You could get hepatitis C by：
• Sharing drug needles
• Getting pricked with a needle that has infected blood on it (hospital workers can get hepatitis C this way)
• Having sex with an infected person
• Being born to a mother with hepatitis C
• Getting a tattoo or body piercing with dirty tools
You can NOT get hepatitis C by:
• Shaking hands with an infected person
• Hugging an infected person
• Kissing an infected person
• Sitting next to an infected person
Could I get hepatitis C from a blood transfusion?
Before 1992, doctors could not check blood for hepatitis C, and some people received infected blood. If you had a blood transfusion or organ transplant before 1992, ask a doctor to test you for hepatitis C. All blood is tested now so you can no longer get hepatitis C from a blood transfusion.
What are the symptoms of hepatitisC?
Many people with hepatitis C do not have any symptoms. However, some people with hepatitis C feel like they have the flu.
So, you might:
• Feel tired
• Feel sick to your stomach
• Have a fever
• Not want to eat
• Have stomach pain
• Have diarrhea
Some people have:
• Dark yellow urine
• Light-colored stools
• Yellowish eyes and skin
If you have symptoms or think you might have hepatitis C, talk with your doctor.
What are the tests for hepatitis C?
To check for hepatitis C, the doctor will test your blood. If this test shows that you have hepatitis C, the doctor will do other blood tests to find out how much of the virus is in your blood stream and what type of hepatitis C virus you are carrying.
How is hepatitis C treated?
Treatments for hepatitis C are getting better. Until recently, the usual treatment was a blend of shots (interferon) and pills that caused unpleasant side effects. Now, there are new treatments options available that will work for most people. With these new treatments, you take one pill once a day for as little time as 8 weeks. There are no shots. Ask your health care provider what treatment will work best for you.
How can I protect myself?
You can protect yourself and others from hepatitis C.

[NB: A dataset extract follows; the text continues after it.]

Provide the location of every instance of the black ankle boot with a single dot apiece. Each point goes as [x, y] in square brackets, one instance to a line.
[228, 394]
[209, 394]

• If you inject drugs, use your own needles. Do not share needles with anyone
• Wear gloves if you have to touch anyone’s blood
• Always use a latex condom when you have sex
• Don't use an infected person’s toothbrush, razor, or anything else that could have blood on it
• If you get a tattoo or body piercing, make sure it is done with clean tools
• If you have hepatitis C, do not donate your blood or plasma. The person who receives it could become infected with the virus
Here are some places to find out more about hepatitis C:
• Chinese Foundation for Hepatitis Prevention and Control
Address: Nan Wei Lu Xi cheng District, Beijing, China
• Hepatitis Foundation International
This document is intended to provide health related information so that you may be better informed.It is not a substitute for your care team’s medical advice and should not be relied upon for treatment for specific medical conditions.